A common disorder among Hispanics, for example, is a condition called ”ataque de nervios,” in which so much pent-up anxiety and anger come out that a sufferer will fall on the floor and may experience uncontrollable shouting, attacks of crying and heat in the chest, said Dr. Julia Ramos-Grenier, a psychologist and professor at the University of Hartford. Dr. Ramos-Grenier said that although some disorders linked to different countries with different names may seem similar, many are distinct. Ultimately, she said, cultural experiences are essential to understanding mental illness.
”Understanding the culture of the individual,” she said, ”has a lot to do with making an accurate diagnosis.”
Making it even harder to diagnose some diseases is that, in some cultures, anger and anxiety can become bottled up because talking about mental distress is not acceptable, Dr. Cho said. The Korean suppressed anger syndrome, hwa-byung, is particularly common among middle-aged Korean women, who may have felt afraid to express their feelings for much of their lives, Dr. Cho said. The symptoms include constriction in the chest, palpitations, anxiety and poor concentration. Dr. Cho said the syndrome is common among Korean immigrants, and knowing about it is crucial.

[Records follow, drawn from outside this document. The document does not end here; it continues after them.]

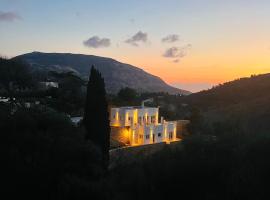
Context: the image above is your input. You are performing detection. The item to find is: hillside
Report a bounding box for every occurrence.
[15,52,190,95]
[181,74,270,133]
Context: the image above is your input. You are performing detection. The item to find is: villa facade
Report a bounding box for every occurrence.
[110,106,177,146]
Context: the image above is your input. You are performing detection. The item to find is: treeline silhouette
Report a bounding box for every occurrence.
[0,57,270,200]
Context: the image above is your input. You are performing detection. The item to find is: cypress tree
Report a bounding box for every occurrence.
[83,66,110,166]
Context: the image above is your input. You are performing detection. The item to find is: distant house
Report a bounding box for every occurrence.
[110,105,179,146]
[39,81,59,90]
[70,117,83,126]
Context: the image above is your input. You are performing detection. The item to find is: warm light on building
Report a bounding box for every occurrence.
[110,106,180,146]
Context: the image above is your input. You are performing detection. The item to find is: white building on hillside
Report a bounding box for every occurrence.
[110,105,177,146]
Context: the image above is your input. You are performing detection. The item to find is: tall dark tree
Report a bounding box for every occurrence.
[84,66,110,166]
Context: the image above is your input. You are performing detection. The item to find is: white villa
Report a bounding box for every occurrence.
[110,105,178,146]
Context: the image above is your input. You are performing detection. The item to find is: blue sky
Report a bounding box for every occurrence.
[0,0,270,91]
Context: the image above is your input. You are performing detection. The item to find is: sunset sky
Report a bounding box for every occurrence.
[0,0,270,92]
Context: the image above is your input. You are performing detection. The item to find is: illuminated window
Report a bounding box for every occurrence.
[169,132,173,139]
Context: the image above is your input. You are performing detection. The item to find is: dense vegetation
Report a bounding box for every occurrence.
[83,66,110,168]
[0,56,270,200]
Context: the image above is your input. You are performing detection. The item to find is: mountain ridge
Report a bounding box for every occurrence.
[14,52,191,95]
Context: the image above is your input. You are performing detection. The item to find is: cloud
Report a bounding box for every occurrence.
[125,31,148,46]
[0,11,21,22]
[83,36,111,49]
[163,44,191,58]
[161,34,179,43]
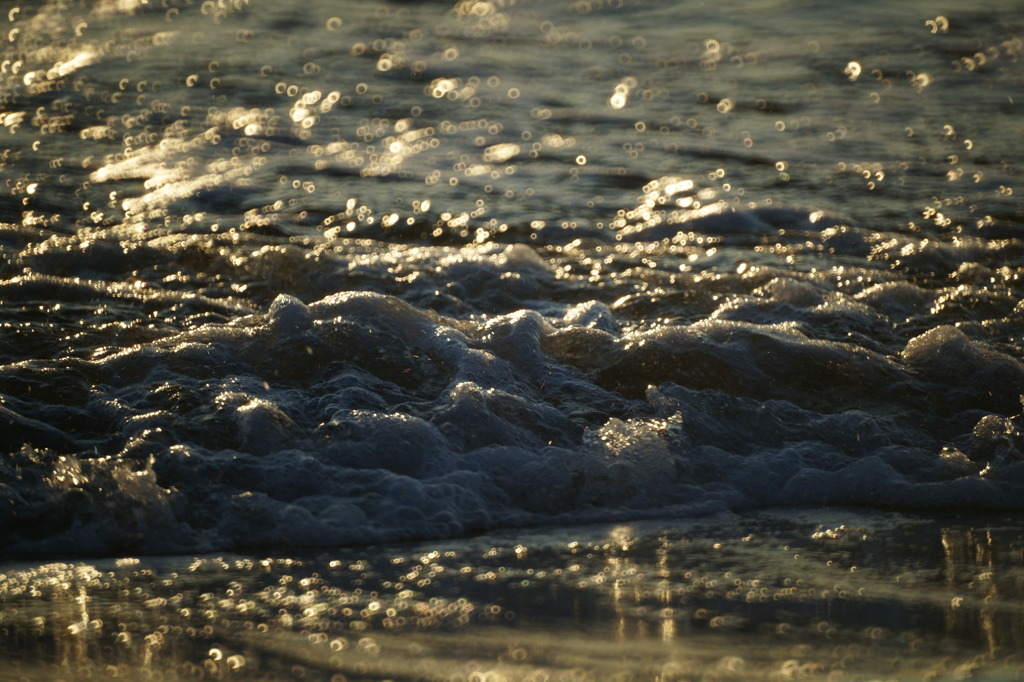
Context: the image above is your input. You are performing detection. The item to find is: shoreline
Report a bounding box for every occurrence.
[0,509,1024,680]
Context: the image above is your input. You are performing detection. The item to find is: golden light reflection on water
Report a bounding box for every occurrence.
[0,516,1024,680]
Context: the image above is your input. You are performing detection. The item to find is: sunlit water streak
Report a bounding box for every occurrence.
[0,0,1024,554]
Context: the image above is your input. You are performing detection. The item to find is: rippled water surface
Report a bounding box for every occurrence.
[0,0,1024,555]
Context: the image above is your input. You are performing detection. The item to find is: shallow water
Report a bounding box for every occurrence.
[0,0,1024,556]
[0,509,1024,682]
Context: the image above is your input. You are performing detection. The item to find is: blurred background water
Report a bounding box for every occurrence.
[0,0,1024,554]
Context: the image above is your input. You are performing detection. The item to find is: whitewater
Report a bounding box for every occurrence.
[0,0,1024,679]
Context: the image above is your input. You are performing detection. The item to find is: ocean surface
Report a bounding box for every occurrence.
[0,0,1024,557]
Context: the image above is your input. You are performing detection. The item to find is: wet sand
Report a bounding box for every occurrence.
[0,510,1024,681]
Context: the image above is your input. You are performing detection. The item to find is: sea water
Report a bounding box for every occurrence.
[0,0,1024,675]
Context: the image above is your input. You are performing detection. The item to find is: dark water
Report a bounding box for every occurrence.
[0,0,1024,555]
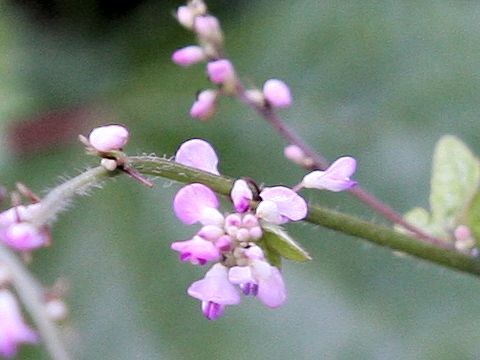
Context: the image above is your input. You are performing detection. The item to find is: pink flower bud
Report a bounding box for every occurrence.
[194,15,223,43]
[207,59,235,84]
[172,45,206,66]
[263,79,292,108]
[177,6,196,29]
[88,125,129,152]
[190,90,218,120]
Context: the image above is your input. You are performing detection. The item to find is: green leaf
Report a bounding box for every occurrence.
[430,135,480,229]
[260,224,312,261]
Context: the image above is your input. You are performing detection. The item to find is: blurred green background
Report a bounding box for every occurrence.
[0,0,480,360]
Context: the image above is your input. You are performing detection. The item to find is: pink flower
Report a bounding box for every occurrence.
[0,203,50,251]
[301,156,357,192]
[190,90,218,120]
[172,45,207,66]
[175,139,219,175]
[188,264,240,320]
[228,246,287,308]
[207,59,235,84]
[88,125,129,152]
[0,290,38,357]
[230,179,253,213]
[171,236,220,265]
[173,183,224,226]
[263,79,292,108]
[256,186,308,224]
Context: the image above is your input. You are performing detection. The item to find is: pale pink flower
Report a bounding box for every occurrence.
[88,125,129,152]
[170,236,220,265]
[172,45,207,66]
[207,59,235,84]
[301,156,357,192]
[175,139,219,175]
[173,183,224,226]
[0,290,38,357]
[263,79,292,108]
[230,179,253,213]
[256,186,308,224]
[187,263,240,320]
[190,89,218,120]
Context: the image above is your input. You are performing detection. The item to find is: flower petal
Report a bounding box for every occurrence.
[173,183,223,225]
[175,139,219,175]
[260,186,308,222]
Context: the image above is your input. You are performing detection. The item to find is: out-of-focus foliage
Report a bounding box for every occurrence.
[0,0,480,360]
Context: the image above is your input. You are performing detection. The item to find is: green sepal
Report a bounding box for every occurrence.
[260,223,312,261]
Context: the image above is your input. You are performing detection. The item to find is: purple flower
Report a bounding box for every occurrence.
[301,156,357,192]
[230,179,253,213]
[256,186,308,224]
[228,246,287,308]
[88,125,129,152]
[0,290,38,357]
[0,203,50,251]
[263,79,292,108]
[175,139,219,175]
[190,89,218,120]
[172,45,207,66]
[207,59,235,84]
[170,236,220,265]
[173,183,224,226]
[187,264,240,320]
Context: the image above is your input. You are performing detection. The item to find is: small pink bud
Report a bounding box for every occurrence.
[207,59,235,84]
[172,45,206,66]
[194,15,223,43]
[263,79,292,108]
[190,90,218,120]
[88,125,129,152]
[177,6,196,29]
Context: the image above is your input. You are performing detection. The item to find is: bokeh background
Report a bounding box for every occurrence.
[0,0,480,360]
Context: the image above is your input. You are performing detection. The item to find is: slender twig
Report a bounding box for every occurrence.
[0,243,70,360]
[232,79,450,247]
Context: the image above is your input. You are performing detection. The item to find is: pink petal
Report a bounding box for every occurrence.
[253,261,287,308]
[260,186,308,221]
[170,236,220,265]
[173,183,223,225]
[188,264,240,305]
[230,179,253,213]
[175,139,219,175]
[263,79,292,108]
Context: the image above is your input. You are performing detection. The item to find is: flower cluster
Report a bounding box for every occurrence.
[171,139,307,320]
[172,0,292,120]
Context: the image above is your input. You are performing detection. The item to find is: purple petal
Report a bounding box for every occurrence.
[253,261,287,308]
[187,264,240,305]
[170,236,220,265]
[260,186,307,221]
[175,139,219,175]
[173,183,219,225]
[230,179,253,213]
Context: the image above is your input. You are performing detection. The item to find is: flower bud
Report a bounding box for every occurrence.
[172,45,206,66]
[88,125,129,152]
[207,59,235,84]
[263,79,292,108]
[190,90,218,120]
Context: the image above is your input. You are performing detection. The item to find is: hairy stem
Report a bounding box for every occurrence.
[232,80,442,247]
[0,243,70,360]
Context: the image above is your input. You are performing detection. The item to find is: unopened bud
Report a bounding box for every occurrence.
[263,79,292,108]
[172,45,206,66]
[190,90,218,120]
[88,125,129,152]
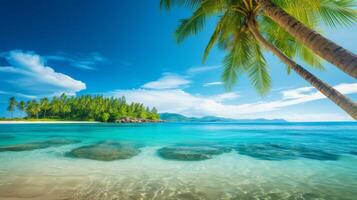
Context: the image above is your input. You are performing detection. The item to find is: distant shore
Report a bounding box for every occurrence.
[0,120,100,124]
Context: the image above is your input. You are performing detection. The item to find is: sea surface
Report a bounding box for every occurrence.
[0,122,357,200]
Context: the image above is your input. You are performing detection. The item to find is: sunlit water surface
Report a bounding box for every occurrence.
[0,123,357,200]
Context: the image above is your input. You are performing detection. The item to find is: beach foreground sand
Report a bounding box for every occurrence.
[0,120,100,124]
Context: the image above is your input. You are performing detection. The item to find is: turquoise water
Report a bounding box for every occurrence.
[0,123,357,200]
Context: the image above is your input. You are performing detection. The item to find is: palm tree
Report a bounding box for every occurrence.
[161,0,357,119]
[7,97,17,118]
[16,101,25,118]
[40,97,50,118]
[255,0,357,78]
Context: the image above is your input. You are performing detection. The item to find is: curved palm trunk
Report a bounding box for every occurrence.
[257,0,357,78]
[248,20,357,120]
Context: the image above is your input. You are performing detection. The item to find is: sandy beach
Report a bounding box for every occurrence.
[0,120,100,124]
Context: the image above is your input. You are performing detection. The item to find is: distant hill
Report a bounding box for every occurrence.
[160,113,287,123]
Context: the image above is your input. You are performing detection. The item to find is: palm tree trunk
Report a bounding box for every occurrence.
[257,0,357,78]
[248,20,357,120]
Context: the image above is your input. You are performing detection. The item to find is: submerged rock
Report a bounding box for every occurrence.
[158,145,231,161]
[0,139,79,152]
[0,135,15,140]
[236,144,297,160]
[236,143,339,160]
[67,142,140,161]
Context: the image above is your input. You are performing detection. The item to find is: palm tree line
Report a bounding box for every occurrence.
[161,0,357,119]
[7,94,160,122]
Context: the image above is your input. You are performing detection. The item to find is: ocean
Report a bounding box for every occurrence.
[0,122,357,200]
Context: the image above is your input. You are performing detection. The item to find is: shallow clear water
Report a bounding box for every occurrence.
[0,123,357,200]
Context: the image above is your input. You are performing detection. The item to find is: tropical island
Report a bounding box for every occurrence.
[2,94,160,123]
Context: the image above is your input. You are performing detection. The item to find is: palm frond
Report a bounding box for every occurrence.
[160,0,202,9]
[222,32,252,90]
[319,0,357,27]
[247,44,271,95]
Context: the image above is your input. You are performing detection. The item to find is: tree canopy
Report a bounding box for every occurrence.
[9,94,160,122]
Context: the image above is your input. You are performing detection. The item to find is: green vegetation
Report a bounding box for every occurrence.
[8,94,160,122]
[161,0,357,120]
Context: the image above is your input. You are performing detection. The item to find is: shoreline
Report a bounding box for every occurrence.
[0,120,101,124]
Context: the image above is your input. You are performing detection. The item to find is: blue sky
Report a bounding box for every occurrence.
[0,0,357,121]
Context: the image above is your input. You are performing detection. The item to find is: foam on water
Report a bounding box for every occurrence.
[0,124,357,200]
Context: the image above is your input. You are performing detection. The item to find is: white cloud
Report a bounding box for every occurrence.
[0,50,86,95]
[186,66,220,75]
[108,83,357,121]
[43,52,108,70]
[203,81,223,87]
[210,92,239,102]
[142,74,191,90]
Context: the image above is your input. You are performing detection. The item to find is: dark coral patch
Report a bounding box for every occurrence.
[236,143,339,160]
[67,142,140,161]
[237,144,297,160]
[158,145,231,161]
[0,139,79,152]
[0,135,15,140]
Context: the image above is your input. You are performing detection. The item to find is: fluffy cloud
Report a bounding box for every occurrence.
[203,81,223,87]
[0,50,86,95]
[186,66,220,75]
[109,83,357,121]
[43,52,108,70]
[142,74,191,90]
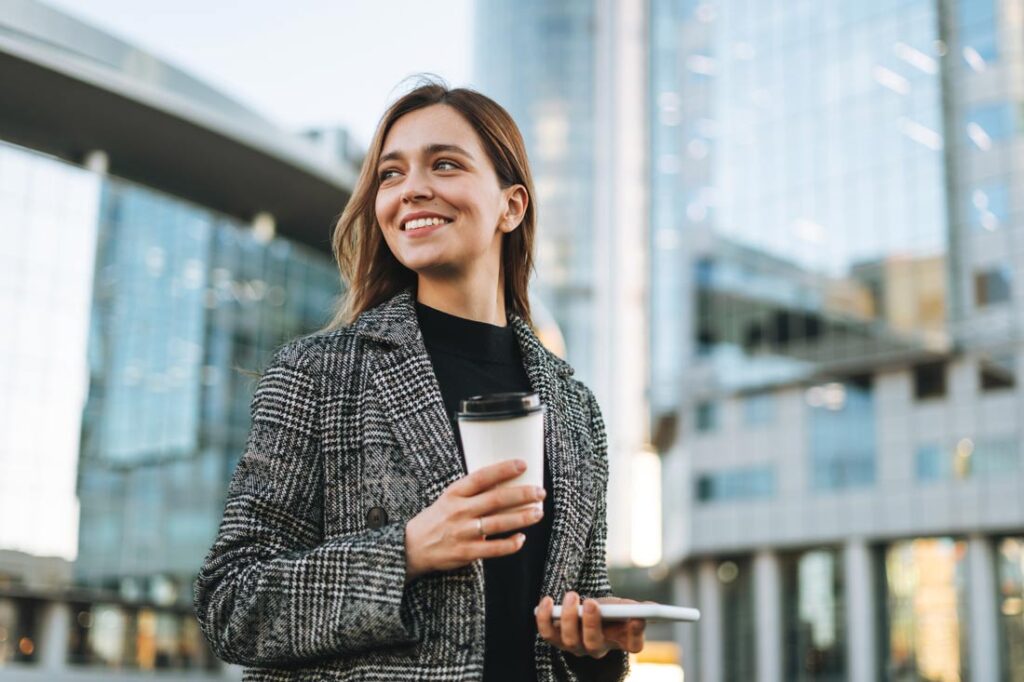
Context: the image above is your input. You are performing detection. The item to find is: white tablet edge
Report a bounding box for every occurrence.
[534,604,700,622]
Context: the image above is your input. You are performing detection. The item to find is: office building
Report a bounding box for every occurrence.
[0,0,355,667]
[648,0,1024,682]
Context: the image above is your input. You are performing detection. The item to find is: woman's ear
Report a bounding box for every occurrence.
[500,184,529,233]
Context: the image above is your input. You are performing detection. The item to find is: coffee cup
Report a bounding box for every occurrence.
[457,392,544,507]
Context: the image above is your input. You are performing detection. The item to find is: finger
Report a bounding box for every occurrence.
[558,592,581,655]
[464,507,544,540]
[468,532,526,559]
[446,460,526,498]
[537,597,561,646]
[466,485,547,516]
[583,599,607,657]
[627,619,647,653]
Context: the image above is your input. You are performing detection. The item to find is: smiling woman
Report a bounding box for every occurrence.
[196,76,645,682]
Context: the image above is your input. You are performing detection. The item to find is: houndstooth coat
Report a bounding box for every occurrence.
[195,290,626,682]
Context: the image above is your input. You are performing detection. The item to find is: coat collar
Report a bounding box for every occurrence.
[353,288,573,378]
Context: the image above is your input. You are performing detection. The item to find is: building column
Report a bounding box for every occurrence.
[965,536,999,680]
[672,566,703,680]
[82,150,111,175]
[39,601,71,671]
[696,559,725,682]
[754,550,782,682]
[251,211,278,244]
[843,538,878,682]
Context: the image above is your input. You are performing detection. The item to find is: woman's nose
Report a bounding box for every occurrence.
[401,172,433,202]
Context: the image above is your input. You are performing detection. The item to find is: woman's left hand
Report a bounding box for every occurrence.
[537,592,647,658]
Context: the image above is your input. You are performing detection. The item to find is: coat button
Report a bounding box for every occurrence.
[367,507,387,529]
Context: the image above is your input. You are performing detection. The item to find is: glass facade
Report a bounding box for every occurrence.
[807,380,876,491]
[647,0,1024,682]
[76,163,339,589]
[0,142,101,557]
[474,0,601,385]
[880,538,970,682]
[650,0,948,413]
[717,557,757,682]
[781,549,847,682]
[696,466,775,502]
[0,137,340,671]
[996,536,1024,682]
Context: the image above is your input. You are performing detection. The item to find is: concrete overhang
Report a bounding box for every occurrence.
[0,3,355,252]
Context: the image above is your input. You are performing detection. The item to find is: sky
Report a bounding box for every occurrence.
[43,0,473,147]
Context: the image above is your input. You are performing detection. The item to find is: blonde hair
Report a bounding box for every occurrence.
[325,79,537,330]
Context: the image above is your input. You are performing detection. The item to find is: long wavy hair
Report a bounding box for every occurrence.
[325,79,537,330]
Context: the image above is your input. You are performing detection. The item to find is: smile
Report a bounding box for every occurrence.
[401,218,452,231]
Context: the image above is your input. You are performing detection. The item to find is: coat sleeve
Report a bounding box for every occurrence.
[558,390,629,682]
[195,342,418,666]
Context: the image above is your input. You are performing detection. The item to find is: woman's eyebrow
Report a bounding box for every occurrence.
[380,142,473,163]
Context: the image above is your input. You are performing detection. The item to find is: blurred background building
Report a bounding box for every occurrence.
[648,0,1024,682]
[0,0,355,680]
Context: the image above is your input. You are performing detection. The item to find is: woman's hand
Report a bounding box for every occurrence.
[537,592,647,658]
[406,460,545,583]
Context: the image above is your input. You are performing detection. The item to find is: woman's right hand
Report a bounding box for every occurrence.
[406,460,545,583]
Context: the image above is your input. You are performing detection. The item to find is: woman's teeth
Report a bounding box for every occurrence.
[402,218,452,230]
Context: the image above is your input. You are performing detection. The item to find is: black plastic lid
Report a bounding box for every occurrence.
[459,392,544,419]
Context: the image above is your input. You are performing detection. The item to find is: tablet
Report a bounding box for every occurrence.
[534,603,700,623]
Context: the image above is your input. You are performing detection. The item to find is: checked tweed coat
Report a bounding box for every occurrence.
[196,289,627,682]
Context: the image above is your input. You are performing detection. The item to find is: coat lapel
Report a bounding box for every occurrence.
[356,290,465,505]
[510,315,594,598]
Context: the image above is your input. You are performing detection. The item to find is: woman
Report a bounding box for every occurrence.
[196,76,644,682]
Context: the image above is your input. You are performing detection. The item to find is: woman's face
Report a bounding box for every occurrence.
[376,104,525,282]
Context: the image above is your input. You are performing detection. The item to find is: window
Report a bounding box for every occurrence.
[969,438,1020,476]
[974,266,1011,308]
[964,181,1010,231]
[914,444,953,480]
[878,538,970,680]
[995,536,1024,680]
[978,355,1017,391]
[807,377,876,491]
[781,549,846,682]
[743,393,775,426]
[913,363,946,400]
[957,0,998,61]
[696,467,775,502]
[966,101,1017,143]
[696,401,718,433]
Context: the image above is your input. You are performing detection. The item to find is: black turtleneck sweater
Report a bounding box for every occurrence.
[416,303,554,682]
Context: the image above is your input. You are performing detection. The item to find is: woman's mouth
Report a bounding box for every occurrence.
[401,218,452,237]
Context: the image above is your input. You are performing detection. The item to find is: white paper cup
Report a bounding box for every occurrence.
[458,393,544,507]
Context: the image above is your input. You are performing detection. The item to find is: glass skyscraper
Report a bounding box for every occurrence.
[474,0,598,381]
[0,0,354,667]
[648,0,1024,682]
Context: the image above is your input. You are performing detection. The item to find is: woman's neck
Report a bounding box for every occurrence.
[416,274,507,327]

”Otherwise,” he said, ”you might not be able to understand them. You might be able to understand their symptoms, but you might not understand what’s really happening behind their symptoms.”
Photos: Dr. Quixia Mei Lan, right, and Dr. Yong Cho, second from right, meeting with a patient at the Asian-American Family Clinic at Zucker Hillside Hospital in Queens. A brochure for the clinic, which provides mental health services, is printed in English, Korean and Chinese.